Good morning! How are you today? Good? Good.
Getting back on track
I completed another trip around the sun this week and I took the day off to go down to North Berwick with Z to eat all their food. And what a day of eating it was. The lobster shack for lunch, Bostock bakery, Alandas ice cream and into Andersons butchers for a perfect fillet steak to have with a side of mac cheese. There was also my favourite Guinness cake. Needless to say, I had no intention of tracking calories or macros that day.
And you know what? If I did gain a small amount of fat, it was worth it. But in reality, if I did gain any weight (I don’t have scales so I have no way of knowing) it would largely be food volume and water weight. As it is after all one off high food intake days. And we all have those no and again. And, as afar as I’m concerned, they are totally worth it for all the other reasons we eat food. Whether it’s social, celebratory or whatever, eating is often about far more than just fuelling ourselves. So when these days come along, don’t stress, enjoy the food but get back on track the next day.
It’s what you do on average over a long time that determines your results.
Swapping one full sugar soft drink to a zero cal alternative doesn’t sound like a big step. But doing just that, can drop your calorie intake over a week by a minimum of 1000kcals (assuming 1 per day). Over time that 1000 kcals per week will add up.
Getting to bed 15 minutes earlier doesn’t sound like it’d make a big difference, but over time you could pull your bedtime forward an hour and gain some much needed extra sleep.
Getting one more rep in on a set of an exercise doesn’t seem like a big step, but repeated over time it adds up to big improvements in performance.
Breaking big goals down into smaller, bite-sized chunks takes away their power to intimidate us and also gives us an opportunity to get quick successes that help motivate us and keep us going.
So if you have a big goal you want to achieve, how can you break it down into smaller goals, ideally progress based, and start ticking them off. Before you know it, you’ll be all the way at your goal.
Exercise vs diet for fat loss
I get asked often about the best exercise or training style for fat loss. Not a week goes by without that question popping up somewhere, but the answer is always the same, you don’t exercise for fat loss.

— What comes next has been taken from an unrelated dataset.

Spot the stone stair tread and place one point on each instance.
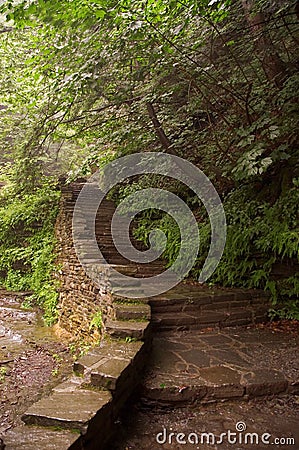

You see, exercise, even high intensity exercise, doesn’t burn a lot of calories. And high intensity exercise, by definition, is a short duration activity, so any class or plan that says you’ll be doing high intensity work for anything more than about 10 minutes is getting itself confused with effort. I.e. It’ll make you sweat lots but doesn’t go anywhere near high intensity which is a measure of load, not effort…
Anyway, the point is that exercise does a lot of very wonderful and amazing things for you, but burning fat isn’t on that list anywhere. You get stronger, fitter, improve mood, confidence, and positively impact a whole host of health factors.
But if fat loss is your goal, then it is driven by calorie intake. Reducing the amount of food you eat to force your body to pull energy reserves from fat stores is what causes weight loss. Yes, exercise can influence your result by adding lean mass and thereby increasing your energy needs, (it’ll also give your the toned look you want) and it makes sure that more of the weight you lose comes from fat stores. But it’s pretty rubbish at actually burning calories.
So remember, exercise for health and fitness, diet for fat loss.